Intensive competition from mobile phones and the problematic fixed-line market in China have led to a major consolidation in that country.
As mobile telephony makes its presence increasingly evident in China, fixed-line operators are being challenged with a real threat to their market position or even their very existence. China Telecom has witnessed substantial decline in voice revenue in recent years. It will not, however, sink without a fight. To consolidate its role in the fixed-line voice market, China Telecom has now acquired Beijing Telecom for US$793 million.
Even before the acquisition, China Telecom possessed around two thirds of the country's fixed-line network. The company is at least aware of what is happening: "Due to intensifying mobile substitution, China Telecom experienced negative growth in access lines in service for the first time (in 2007), and voice business revenue decreased by 7.9% from 2006." Of course, Beijing may well come across to China Telecom as an office-based market where there is little physical movement during normal hours and so there would appear to be little difference between fixed and mobile. Whether there is really the case will be decided one way or the other over the next few years.
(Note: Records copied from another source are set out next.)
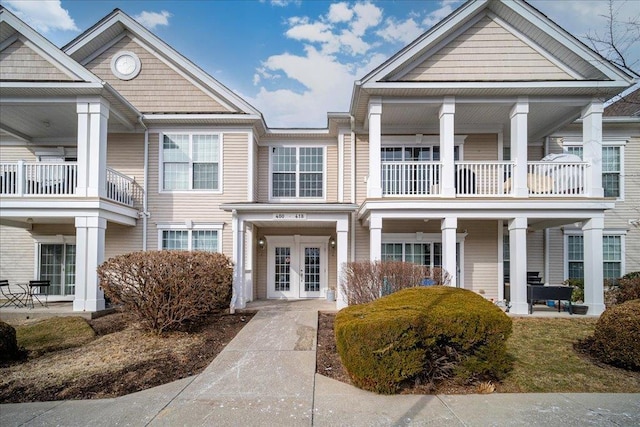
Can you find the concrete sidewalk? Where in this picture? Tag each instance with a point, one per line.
(266, 377)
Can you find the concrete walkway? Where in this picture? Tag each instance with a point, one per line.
(266, 377)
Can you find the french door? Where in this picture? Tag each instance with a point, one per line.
(58, 265)
(297, 266)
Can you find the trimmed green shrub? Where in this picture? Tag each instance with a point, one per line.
(426, 333)
(616, 338)
(168, 290)
(369, 280)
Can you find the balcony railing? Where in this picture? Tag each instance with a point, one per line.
(484, 178)
(36, 179)
(410, 178)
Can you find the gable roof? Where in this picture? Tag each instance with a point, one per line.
(14, 32)
(574, 68)
(117, 22)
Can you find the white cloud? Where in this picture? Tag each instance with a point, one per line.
(153, 19)
(400, 31)
(340, 12)
(43, 16)
(446, 7)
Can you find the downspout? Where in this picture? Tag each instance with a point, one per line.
(145, 213)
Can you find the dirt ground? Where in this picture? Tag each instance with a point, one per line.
(328, 363)
(121, 360)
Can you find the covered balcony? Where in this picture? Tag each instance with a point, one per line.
(58, 179)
One sympathetic analysis comes from Charice Wang, an analyst at research firm Ovum: "China Telecom's traditional voice business has been [declining in] recent years...In its annual report for 2007, China Telecom's fixed voice subscribers fell 2.71 million to 220 million, and net profit was $3.20 billion, a year-on-year increase of just 1.1%...It is a good move for China Telecom to boost its bottom line and enlarge its service coverage via the internal integration...It is not a new strategy for China Telecom to absorb the good performance arms of its state-owned parent, China Telecom Group. Back in 2003 and 2004, it acquired six and 10 provincial arms respectively to achieve coverage of [the whole of] South China."